Research / Remote Access / Capture Timing

Capture Protocol Timing Feedback

Empirical Analysis and Proposal for ext-image-copy-capture-v1

Author Greg Lamberson
Date March 29, 2026
Context wayland-protocols #309
Data Source lamco-probe diagnostic suite

1. Executive Summary

This report presents empirical evidence that capture clients using ext-image-copy-capture-v1 cannot make informed encoding decisions because the request→ready interval is opaque. The data demonstrates:

1

Orders-of-magnitude variance: The same capture session on a single compositor produces request→ready intervals ranging from 6ms to 10,001ms — an 1,800× range.

2

Cross-compositor divergence: Under identical interactive desktop use, Hyprland delivers 1,953 frames/90s (21.7 FPS, p50=44ms) while Sway delivers 315 frames/90s (3.5 FPS, p50=164ms).
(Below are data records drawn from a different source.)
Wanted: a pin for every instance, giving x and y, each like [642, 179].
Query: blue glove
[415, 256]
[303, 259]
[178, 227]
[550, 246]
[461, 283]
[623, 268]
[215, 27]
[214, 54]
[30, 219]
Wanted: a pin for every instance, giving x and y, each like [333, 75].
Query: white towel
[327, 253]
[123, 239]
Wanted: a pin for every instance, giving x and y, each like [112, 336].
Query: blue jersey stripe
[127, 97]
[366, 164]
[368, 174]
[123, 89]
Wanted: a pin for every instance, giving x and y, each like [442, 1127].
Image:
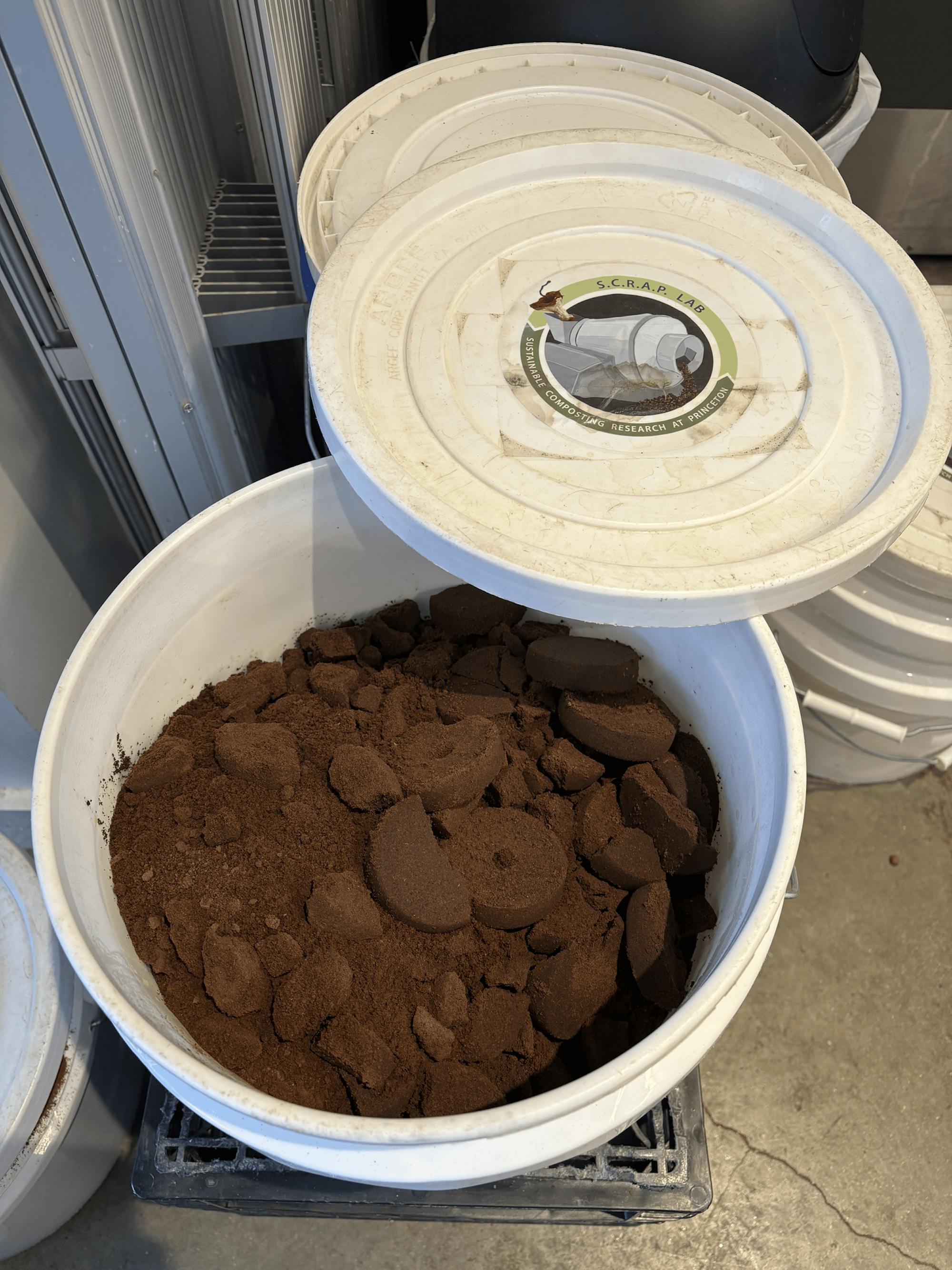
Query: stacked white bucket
[875, 654]
[447, 150]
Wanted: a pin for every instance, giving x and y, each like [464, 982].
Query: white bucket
[883, 643]
[238, 582]
[880, 646]
[454, 105]
[69, 1089]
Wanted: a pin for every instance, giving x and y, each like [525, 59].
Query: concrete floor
[828, 1100]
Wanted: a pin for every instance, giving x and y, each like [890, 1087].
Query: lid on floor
[452, 105]
[633, 383]
[36, 999]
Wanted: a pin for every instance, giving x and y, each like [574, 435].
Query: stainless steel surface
[901, 172]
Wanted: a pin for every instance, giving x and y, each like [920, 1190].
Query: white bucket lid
[36, 1002]
[821, 404]
[923, 555]
[452, 105]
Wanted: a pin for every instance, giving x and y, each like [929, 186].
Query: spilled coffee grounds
[421, 867]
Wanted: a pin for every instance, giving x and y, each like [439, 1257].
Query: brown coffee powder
[381, 877]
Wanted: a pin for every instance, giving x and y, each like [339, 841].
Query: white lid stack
[444, 109]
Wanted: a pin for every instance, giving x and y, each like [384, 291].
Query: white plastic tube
[851, 714]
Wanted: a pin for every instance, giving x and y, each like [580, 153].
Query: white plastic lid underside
[923, 554]
[463, 115]
[329, 158]
[36, 997]
[822, 454]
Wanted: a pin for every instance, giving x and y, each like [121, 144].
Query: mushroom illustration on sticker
[627, 350]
Both implement ext-image-copy-capture-v1.

3

Decomposition impossible: A client cannot determine whether a 164ms request→ready interval was 160ms of compositor work or 160ms of idle waiting. The encoding decision should differ dramatically between these cases.

4

Compositors have the data: The protocol requires ready to fire after the buffer copy completes. The compositor knows when the copy started and finished — this timing exists but is not exposed.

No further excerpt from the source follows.